Hello Brent, Thad and all,

It is even simpler than this. You don't need a pipe, just a point, the tip of a 
stick, a disc, with a hole, whatever. The original sundials used this 
projection of a point principle. The Greek and Roman designs had the point 
projected onto a hollowed out hemisphere. This was a projection of the sky 
above through the point giving the shadow on the lines in the bowl. 

There are many programs available to do the calculations. My standby is Fer de 
Vries program for sundial design, ZW 2000. This is based on projections from a 
point onto a plane. You can include the equation of time correction and have 
the hour lines in the analemma shape, You can set it for your longitude and 
correct for daylight savings time.
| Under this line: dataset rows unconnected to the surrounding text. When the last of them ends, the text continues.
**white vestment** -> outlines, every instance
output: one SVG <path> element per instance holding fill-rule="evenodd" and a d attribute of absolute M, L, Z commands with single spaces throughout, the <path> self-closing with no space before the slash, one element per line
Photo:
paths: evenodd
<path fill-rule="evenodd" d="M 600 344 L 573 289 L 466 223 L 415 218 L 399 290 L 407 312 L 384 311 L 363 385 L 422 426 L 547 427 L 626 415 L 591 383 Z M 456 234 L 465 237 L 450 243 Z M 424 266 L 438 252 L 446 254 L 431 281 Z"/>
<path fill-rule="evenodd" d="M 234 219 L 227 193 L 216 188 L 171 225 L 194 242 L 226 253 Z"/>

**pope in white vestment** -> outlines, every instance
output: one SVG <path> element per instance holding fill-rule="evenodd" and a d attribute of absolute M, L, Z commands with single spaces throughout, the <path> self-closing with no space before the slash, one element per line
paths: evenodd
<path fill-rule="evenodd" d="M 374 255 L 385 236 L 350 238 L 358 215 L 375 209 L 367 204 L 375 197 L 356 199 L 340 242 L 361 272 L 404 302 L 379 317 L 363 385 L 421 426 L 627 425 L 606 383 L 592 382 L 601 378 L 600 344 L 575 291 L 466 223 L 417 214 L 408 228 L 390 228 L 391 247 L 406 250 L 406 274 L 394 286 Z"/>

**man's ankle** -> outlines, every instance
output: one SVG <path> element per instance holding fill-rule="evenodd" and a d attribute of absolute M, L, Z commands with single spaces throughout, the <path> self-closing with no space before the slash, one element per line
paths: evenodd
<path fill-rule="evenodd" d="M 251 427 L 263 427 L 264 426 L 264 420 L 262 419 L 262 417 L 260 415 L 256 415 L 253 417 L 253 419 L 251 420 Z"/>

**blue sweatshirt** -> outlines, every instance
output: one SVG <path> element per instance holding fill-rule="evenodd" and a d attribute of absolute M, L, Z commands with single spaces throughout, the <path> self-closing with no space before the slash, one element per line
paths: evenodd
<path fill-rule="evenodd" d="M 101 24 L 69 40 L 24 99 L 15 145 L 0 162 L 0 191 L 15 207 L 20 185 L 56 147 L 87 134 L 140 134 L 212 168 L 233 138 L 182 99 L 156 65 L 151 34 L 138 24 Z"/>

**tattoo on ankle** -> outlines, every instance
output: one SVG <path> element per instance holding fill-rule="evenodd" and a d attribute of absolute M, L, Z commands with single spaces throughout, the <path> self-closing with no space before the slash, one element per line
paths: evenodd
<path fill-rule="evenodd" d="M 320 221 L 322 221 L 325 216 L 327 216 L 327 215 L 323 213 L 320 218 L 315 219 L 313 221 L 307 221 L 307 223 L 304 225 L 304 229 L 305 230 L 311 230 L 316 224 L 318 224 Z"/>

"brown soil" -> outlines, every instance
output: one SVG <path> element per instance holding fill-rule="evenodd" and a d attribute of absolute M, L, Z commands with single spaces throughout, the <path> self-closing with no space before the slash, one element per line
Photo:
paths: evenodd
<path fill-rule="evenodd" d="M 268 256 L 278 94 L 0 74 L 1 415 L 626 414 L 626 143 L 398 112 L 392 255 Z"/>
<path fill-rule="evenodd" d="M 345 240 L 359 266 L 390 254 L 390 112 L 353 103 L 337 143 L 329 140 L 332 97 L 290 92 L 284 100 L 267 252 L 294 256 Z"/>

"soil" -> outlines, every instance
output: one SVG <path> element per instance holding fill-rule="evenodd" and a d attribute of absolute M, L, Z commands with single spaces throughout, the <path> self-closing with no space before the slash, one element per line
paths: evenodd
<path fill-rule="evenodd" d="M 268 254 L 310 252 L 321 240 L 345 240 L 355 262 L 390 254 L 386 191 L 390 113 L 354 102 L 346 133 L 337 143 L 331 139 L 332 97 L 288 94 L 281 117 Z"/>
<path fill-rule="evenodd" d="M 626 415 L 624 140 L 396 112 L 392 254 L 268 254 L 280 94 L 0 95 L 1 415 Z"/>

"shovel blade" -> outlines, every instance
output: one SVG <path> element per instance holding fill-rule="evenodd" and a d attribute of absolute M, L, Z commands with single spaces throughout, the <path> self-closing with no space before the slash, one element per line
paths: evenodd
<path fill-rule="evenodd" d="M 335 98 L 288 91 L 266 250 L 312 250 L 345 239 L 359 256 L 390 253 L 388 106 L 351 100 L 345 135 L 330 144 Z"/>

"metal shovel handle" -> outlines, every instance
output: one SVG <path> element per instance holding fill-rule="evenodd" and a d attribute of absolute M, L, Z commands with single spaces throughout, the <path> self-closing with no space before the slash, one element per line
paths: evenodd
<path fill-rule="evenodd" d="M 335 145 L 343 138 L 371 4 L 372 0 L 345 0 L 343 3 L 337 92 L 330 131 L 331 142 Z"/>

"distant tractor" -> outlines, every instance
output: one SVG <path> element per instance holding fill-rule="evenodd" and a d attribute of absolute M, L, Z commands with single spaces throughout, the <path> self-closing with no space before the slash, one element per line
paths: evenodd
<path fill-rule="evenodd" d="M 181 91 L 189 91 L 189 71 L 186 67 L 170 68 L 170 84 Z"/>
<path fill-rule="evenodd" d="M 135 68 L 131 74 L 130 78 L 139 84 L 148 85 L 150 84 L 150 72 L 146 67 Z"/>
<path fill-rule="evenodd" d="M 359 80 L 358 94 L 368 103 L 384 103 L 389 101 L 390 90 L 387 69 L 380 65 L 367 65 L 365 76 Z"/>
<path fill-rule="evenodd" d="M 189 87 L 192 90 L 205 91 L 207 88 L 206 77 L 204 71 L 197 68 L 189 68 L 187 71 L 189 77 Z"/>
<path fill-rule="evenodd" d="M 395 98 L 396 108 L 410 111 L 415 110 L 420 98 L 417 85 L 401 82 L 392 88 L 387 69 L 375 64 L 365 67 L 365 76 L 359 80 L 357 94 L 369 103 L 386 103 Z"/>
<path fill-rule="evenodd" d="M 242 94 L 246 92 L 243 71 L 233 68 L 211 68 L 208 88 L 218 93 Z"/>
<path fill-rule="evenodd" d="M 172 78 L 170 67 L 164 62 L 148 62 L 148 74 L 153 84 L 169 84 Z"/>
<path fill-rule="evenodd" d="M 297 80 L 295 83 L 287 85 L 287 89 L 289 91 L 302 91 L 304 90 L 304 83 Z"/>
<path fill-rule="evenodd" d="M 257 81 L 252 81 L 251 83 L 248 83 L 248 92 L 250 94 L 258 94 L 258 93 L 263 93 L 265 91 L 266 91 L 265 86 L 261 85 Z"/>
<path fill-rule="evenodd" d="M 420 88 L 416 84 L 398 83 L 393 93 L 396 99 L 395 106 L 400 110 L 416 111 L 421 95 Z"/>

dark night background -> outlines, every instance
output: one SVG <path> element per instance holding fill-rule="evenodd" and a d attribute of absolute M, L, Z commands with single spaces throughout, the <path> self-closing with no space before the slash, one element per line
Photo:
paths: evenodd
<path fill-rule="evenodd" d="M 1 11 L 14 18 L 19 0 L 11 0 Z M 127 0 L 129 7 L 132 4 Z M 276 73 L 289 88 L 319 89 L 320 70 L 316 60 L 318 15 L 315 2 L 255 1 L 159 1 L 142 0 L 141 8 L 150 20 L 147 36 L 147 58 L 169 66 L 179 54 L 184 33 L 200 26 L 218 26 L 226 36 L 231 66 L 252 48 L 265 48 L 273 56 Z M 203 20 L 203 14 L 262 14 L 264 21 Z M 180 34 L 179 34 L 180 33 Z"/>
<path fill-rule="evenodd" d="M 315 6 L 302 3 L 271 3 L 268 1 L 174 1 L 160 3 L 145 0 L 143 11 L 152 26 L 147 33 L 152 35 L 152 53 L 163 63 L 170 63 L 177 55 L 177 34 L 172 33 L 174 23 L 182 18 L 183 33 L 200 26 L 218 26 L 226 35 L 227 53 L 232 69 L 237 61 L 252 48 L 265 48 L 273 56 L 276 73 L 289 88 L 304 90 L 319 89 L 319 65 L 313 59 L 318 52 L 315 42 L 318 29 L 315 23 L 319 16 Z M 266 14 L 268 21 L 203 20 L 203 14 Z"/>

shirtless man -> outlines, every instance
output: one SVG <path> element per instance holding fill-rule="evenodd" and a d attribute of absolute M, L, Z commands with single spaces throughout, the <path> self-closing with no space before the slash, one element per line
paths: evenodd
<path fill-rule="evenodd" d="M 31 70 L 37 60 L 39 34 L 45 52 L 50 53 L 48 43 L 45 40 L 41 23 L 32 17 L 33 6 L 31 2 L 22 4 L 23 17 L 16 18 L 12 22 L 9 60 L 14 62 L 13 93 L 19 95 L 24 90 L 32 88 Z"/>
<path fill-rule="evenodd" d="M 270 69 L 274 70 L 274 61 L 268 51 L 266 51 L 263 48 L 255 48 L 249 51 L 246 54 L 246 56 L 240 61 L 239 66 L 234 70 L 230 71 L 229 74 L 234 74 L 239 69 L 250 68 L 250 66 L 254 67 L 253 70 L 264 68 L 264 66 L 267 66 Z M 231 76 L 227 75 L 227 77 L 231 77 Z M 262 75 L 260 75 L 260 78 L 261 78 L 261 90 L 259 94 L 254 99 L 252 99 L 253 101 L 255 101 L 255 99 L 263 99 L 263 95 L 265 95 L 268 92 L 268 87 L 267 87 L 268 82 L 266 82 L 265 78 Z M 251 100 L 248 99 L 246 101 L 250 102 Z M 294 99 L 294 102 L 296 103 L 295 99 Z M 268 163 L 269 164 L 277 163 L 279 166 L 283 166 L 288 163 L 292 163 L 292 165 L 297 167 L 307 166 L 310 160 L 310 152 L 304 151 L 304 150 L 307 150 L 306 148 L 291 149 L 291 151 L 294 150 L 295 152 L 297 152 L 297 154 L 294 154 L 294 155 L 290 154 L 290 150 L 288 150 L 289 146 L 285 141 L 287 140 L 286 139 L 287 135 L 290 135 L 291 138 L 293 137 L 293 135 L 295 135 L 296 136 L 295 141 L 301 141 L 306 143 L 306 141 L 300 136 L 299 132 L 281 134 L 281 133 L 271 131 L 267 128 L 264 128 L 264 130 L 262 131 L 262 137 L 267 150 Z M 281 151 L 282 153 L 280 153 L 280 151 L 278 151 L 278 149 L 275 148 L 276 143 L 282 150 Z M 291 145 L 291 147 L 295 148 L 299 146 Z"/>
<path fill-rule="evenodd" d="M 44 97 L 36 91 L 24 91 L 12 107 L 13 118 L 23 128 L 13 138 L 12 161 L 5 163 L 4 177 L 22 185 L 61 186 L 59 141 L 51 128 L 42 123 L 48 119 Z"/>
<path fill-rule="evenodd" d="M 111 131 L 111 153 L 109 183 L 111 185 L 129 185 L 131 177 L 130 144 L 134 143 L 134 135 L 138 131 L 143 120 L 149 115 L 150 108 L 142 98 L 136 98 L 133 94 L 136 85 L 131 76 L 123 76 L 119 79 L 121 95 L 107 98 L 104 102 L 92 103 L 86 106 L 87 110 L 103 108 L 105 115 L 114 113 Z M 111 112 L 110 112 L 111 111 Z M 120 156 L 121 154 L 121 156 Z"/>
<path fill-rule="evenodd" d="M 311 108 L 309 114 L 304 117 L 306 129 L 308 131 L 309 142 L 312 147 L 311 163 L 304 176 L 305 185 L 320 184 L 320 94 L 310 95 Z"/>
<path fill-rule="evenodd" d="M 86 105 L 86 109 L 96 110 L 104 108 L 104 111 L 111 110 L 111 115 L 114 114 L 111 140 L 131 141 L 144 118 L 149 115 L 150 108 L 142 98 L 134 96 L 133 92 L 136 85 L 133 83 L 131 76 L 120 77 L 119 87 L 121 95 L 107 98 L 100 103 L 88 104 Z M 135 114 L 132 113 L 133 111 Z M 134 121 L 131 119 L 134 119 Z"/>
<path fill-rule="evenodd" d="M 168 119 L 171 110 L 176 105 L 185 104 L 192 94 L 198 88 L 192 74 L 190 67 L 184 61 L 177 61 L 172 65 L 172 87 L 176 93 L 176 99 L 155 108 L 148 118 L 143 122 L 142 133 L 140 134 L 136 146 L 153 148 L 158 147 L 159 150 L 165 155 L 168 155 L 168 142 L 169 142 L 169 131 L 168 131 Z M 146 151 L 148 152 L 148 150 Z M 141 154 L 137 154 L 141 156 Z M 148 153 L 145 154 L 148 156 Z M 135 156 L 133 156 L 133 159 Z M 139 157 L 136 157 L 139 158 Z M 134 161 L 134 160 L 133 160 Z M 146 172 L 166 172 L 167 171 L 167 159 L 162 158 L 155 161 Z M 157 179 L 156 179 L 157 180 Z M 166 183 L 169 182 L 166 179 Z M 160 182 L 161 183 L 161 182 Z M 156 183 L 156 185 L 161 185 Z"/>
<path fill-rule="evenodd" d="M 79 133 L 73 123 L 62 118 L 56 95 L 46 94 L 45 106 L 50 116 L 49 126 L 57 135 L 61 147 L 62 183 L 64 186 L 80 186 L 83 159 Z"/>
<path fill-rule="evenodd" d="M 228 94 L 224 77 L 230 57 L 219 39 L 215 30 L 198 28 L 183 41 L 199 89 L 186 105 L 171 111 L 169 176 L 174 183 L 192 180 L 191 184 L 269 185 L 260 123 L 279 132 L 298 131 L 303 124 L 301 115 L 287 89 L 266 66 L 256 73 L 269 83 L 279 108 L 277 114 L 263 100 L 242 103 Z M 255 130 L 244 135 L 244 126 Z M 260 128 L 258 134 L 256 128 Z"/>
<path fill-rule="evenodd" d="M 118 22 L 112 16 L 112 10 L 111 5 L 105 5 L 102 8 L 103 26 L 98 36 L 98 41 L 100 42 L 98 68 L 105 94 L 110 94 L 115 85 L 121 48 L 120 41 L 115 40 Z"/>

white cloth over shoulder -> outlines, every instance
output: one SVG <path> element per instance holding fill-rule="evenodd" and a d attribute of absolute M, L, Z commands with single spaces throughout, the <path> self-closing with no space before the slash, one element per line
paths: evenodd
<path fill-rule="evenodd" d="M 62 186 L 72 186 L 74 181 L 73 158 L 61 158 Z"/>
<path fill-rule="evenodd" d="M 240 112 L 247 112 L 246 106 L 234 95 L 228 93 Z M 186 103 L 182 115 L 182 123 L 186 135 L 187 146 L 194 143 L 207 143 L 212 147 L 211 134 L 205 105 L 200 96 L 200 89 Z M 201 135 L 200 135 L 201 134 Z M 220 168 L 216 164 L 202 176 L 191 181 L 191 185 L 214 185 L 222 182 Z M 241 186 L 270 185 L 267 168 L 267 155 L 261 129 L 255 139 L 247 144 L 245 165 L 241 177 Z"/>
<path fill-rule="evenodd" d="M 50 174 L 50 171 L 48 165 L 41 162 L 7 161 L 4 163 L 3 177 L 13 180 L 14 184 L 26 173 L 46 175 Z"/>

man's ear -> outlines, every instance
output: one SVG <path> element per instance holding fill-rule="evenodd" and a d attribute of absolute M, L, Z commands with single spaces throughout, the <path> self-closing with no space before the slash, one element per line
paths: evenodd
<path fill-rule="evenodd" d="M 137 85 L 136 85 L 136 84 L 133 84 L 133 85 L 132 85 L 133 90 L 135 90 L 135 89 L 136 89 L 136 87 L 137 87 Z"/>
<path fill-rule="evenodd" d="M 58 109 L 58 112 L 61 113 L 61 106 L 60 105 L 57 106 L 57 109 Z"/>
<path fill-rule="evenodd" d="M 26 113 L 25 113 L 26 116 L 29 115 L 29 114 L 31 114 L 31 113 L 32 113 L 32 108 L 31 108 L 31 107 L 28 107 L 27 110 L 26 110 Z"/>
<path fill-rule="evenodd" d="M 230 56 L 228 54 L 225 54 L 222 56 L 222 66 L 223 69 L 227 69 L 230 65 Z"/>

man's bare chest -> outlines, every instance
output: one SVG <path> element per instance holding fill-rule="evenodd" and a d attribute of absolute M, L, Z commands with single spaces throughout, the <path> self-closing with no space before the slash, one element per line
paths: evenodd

Click here to download the program. 
http://www.de-zonnewijzerkring.nl/eng/vlakke-zonw-download-zw2000.htm . Fer 
describes his technique in the paper "Uniform Method to Compute Sundials usable 
all over the world" available at: 
http://www.de-zonnewijzerkring.nl/eng/index-vlakke-zonw.htm

Regards,
Roger Bailey
Walking Shadow Designs
www.walkingshadow.info

"Life's but a Walking Shadow....."


From: Thaddeus Weakley 
Sent: Wednesday, April 08, 2009 3:34 PM
To: [email protected] ; [email protected] 
Subject: Re: The perfect sundial?


      Hi Brent,

      No, you are not crazy.  

      Particularily with modern-day computers, you could lay out a very 
detailed plate showing the time of the light exiting the pipe and hitting the 
plate.  You could even have the equation of time, longitude, daylight savings 
time, et al all accounted for and calculated into the layout to have such a 
dial show the local clock time.  While there is a little bit of variation with 
the four-year leap-year cycle that would still show that could only be 
accounted for with charts or computer, most modern-day clocks aren't set any 
more-accurately than within a few minutes.  At University I was impressed when 
the clocks were the correct hour....

      You could write a program or spreadsheet that would allow you to readily 
do a different plate or paper print out for any location. 

      The sun will appear to be in many of same places multiple times a year.  
As the days go from the Winter to Summer extremes, they're mirrored in length 
and sun positions with days as the days go back from the Summer to Winter 
extremes.  So it seems that the user will still need to know at least which 
month or Season they are in when reading the dial.

      The biggest challenge with your dial though may be to design a plate that 
is simple enough to readily read by the novice to make it easier to read than 
other sundials.

      I, and I'm sure others here look forward to seeing this.

      Good Luck!

      Thad Weakley
      43.3N 73.3W

      --- On Wed, 4/8/09, Brent <[email protected]> wrote:

        From: Brent <[email protected]>
        Subject: The perfect sundial?
        To: [email protected]
        Date: Wednesday, April 8, 2009, 5:49 PM


Hello;

Existing Sundials are pretty much worthless in the modern world with 
modern clocks.

The best sundials, which give the most accurate time are only usable by 
the experts.

I admit I am a novice but I have an idea.

The sun is at a unique position in the sky, every minute, every hour, 
every day, every month of the year.
Thus:

I propose to make a sundial with a long pipe that has a fixed pivot 
which can be aimed at the sun and the bright spot that exits the pipe 
can show the exact time every day of the year projected on an engraved 
face piece.

Are my assumptions correct and am I crazy to think I can make such a thing?